While Tiffany Smiley is showing ads about closed Starbucks in Seattle and the rising cost of deviled eggs and beer, Patty Murray’s featured a young woman from Texas who had to travel to a neighboring state for “reproductive healthcare.”

In an open-ended poll question asking, “What are the most important factors that will help you decide how to vote?”, Republican voters cited the economy #1, followed by party identification and crime, then taxes and spending. Democrats named abortion #1, followed closely by party identification, then candidate attributes and environmental issues. The economy was #5.

What is new here is that party labels are near the top of the list of important voting factors. Voters have always taken party identification into account when deciding how to vote, but lately partisanship has played a stronger role in voting decisions.

What’s more, that partisanship is largely what political scientists call “negative partisanship.” For example, within the “party /ideology” category of vote factors, most of the answers were things like, “I will not vote for any Democrats” or “No Republicans until they rid themselves of Trump.”

The Dobbs decision was a wake-up call to Democrats and socially liberal Independents who may have been disheartened by the Red Wave narrative. Dobbs seems to have triggered awareness that not only are abortion rights in jeopardy, but that elections have consequences across a range of issues, so they had better pay attention.

Dobbs shifted the debate from the economy to the culture wars. It also flipped the election from being a referendum to a choice. Both these shifts give Democrats home-field advantage in Washington state.

Democrats have long had a numeric advantage in Washington, which is what made the January poll results so notable. They showed Republicans within three points of Patty Murray and the generic legislative vote. Could the Red Wave wash over Washington?

By July, after Dobbs, the Democrats’ advantage in party identification had grown from 7 to 20 points, taking Murray and the generic Democratic legislative and congressional candidates with it, to leads of 19-20 points.
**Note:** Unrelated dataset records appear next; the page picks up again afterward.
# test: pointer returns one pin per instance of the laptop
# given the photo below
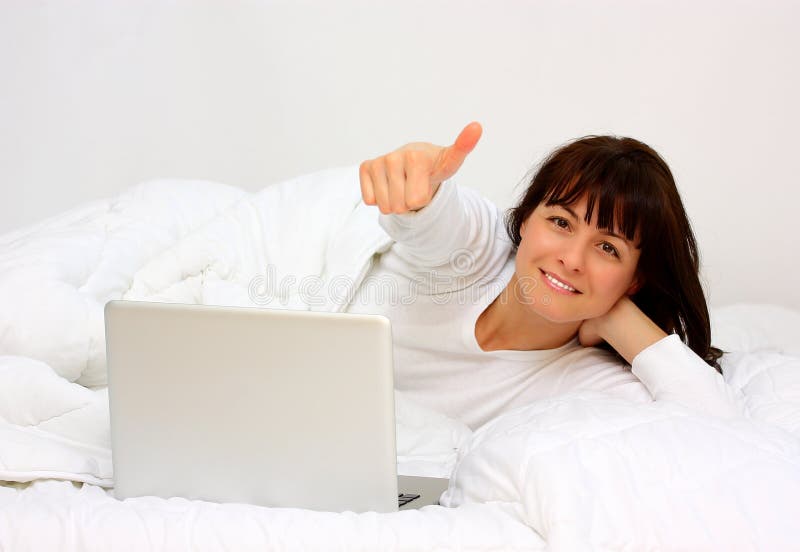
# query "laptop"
(261, 406)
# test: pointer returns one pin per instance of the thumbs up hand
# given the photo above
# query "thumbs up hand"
(408, 178)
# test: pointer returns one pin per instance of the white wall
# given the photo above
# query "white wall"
(97, 95)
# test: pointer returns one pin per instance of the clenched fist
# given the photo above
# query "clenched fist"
(407, 178)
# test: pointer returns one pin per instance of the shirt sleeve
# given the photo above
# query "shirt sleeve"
(671, 371)
(460, 235)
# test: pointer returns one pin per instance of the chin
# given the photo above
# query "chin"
(556, 314)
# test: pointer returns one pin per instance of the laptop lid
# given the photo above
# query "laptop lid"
(234, 404)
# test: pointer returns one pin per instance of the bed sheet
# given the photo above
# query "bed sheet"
(578, 472)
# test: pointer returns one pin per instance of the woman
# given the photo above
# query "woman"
(598, 252)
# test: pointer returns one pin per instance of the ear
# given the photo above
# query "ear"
(635, 286)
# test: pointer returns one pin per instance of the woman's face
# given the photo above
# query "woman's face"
(568, 270)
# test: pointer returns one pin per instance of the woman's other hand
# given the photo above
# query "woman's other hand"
(625, 327)
(408, 178)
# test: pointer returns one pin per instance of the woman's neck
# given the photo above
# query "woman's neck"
(508, 325)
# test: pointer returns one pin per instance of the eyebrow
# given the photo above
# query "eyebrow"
(606, 232)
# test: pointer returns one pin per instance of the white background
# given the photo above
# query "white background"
(98, 95)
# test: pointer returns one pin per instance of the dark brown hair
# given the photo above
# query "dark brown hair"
(635, 194)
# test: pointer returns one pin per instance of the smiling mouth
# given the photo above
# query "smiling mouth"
(558, 284)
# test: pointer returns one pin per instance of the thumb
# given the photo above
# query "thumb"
(452, 157)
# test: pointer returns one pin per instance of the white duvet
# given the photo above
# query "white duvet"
(578, 472)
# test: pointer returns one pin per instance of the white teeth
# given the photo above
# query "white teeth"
(559, 283)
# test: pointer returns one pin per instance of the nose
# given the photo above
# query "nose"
(572, 256)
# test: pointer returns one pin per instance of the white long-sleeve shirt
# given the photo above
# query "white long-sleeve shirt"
(450, 260)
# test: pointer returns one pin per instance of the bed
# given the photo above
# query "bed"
(586, 471)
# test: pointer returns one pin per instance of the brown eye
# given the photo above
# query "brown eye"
(610, 249)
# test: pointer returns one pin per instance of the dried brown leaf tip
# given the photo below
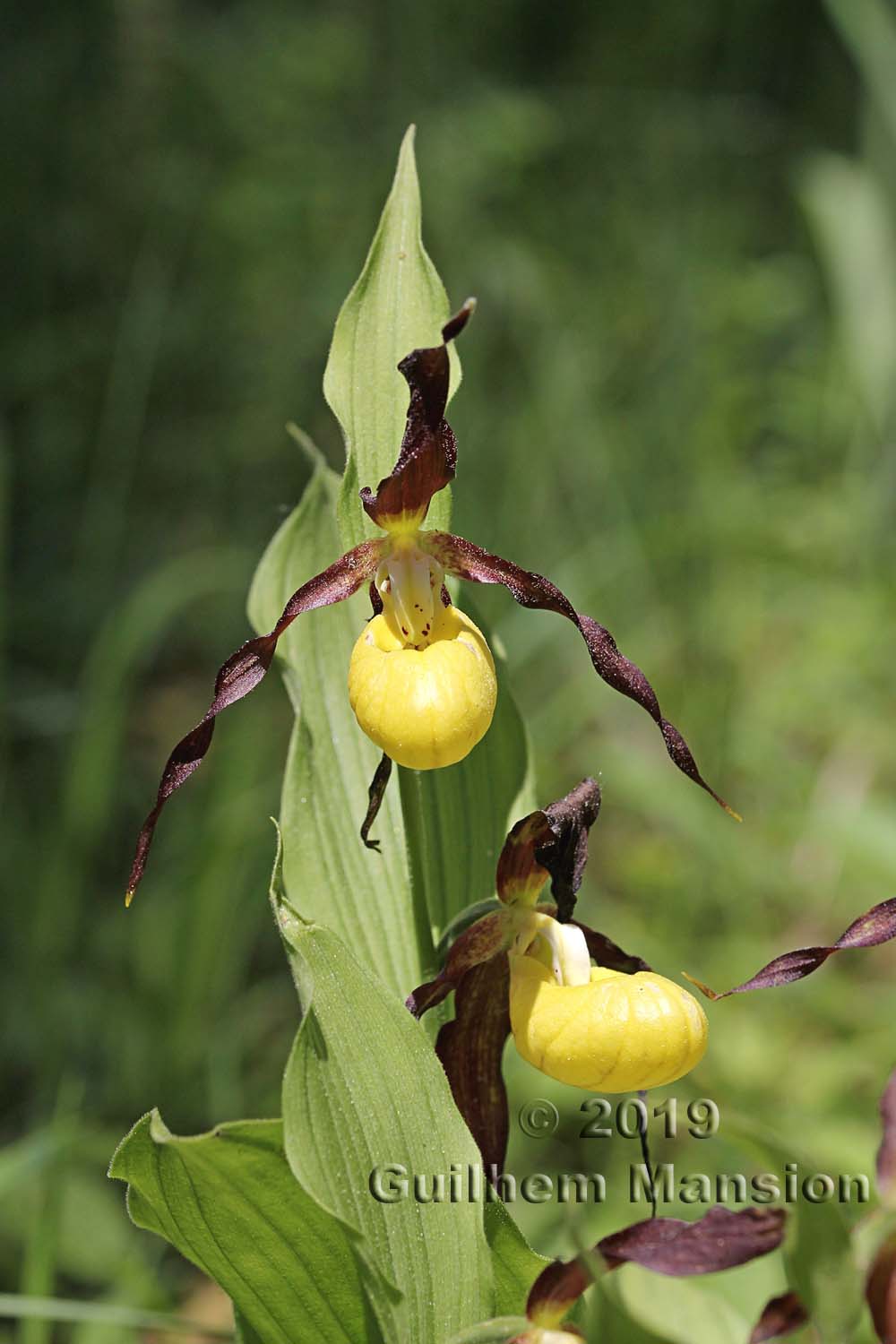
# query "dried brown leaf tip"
(876, 926)
(427, 457)
(780, 1316)
(720, 1239)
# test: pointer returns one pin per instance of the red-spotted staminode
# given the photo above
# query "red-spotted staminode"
(422, 679)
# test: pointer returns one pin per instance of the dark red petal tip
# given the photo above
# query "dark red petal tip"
(887, 1150)
(241, 674)
(607, 953)
(375, 795)
(880, 1292)
(869, 930)
(470, 1050)
(470, 562)
(780, 1316)
(720, 1239)
(427, 457)
(549, 843)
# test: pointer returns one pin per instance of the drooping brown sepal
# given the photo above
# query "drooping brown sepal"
(470, 1047)
(375, 795)
(549, 843)
(242, 672)
(877, 925)
(720, 1239)
(476, 945)
(427, 457)
(780, 1316)
(530, 589)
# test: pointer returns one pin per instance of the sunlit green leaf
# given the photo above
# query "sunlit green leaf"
(513, 1262)
(497, 1331)
(675, 1309)
(397, 304)
(228, 1202)
(363, 1091)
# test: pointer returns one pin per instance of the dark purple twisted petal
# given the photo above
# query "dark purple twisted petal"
(242, 672)
(552, 841)
(720, 1239)
(780, 1316)
(427, 457)
(477, 943)
(375, 795)
(887, 1150)
(470, 562)
(869, 930)
(470, 1050)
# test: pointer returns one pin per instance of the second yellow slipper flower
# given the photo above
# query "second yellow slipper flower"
(598, 1029)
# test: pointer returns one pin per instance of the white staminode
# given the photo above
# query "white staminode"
(570, 960)
(409, 583)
By September, the Democratic party identification advantage was back down to 11 points, indicating that things are back to “normal.” Normal in Washington since 2008 has been about a 11-12-point identification advantage for Democrats.

January’s Red Wave and July’s Blue Surge were both mostly due to fluctuations on the Republican side. Republican identification bounced from 18% in July 2021 to 29% in January 2022 to 22% in July to 27% this month. Democratic identification in that same period only moved between 36% and 40%.

This suggests that more than abortion politics are at work. Donald Trump’s refusal or inability to leave the stage may have as much to do with the Republican fluctuation as the Supreme Court does. The January 6 hearings, the Mar-a-Lago search, and all the rest have been more in the news than the Dobbs decision over the past months.

National events and trends provide a context in which individual local elections take place. Elections are determined by voters’ thinking about a mixture of societal trends, local issues, personal circumstances and individual candidates. Most elections this year are in congressional and legislative districts, where individual candidates typically weigh more heavily.

But party identification is playing a larger role than ever. In an era of sharply defined partisanship and ideologically divided parties, these poll results suggest that Tip O’Neill’s famous maxim, “All politics is local,” has been flipped. It may be more accurate now to say that “All politics is national.”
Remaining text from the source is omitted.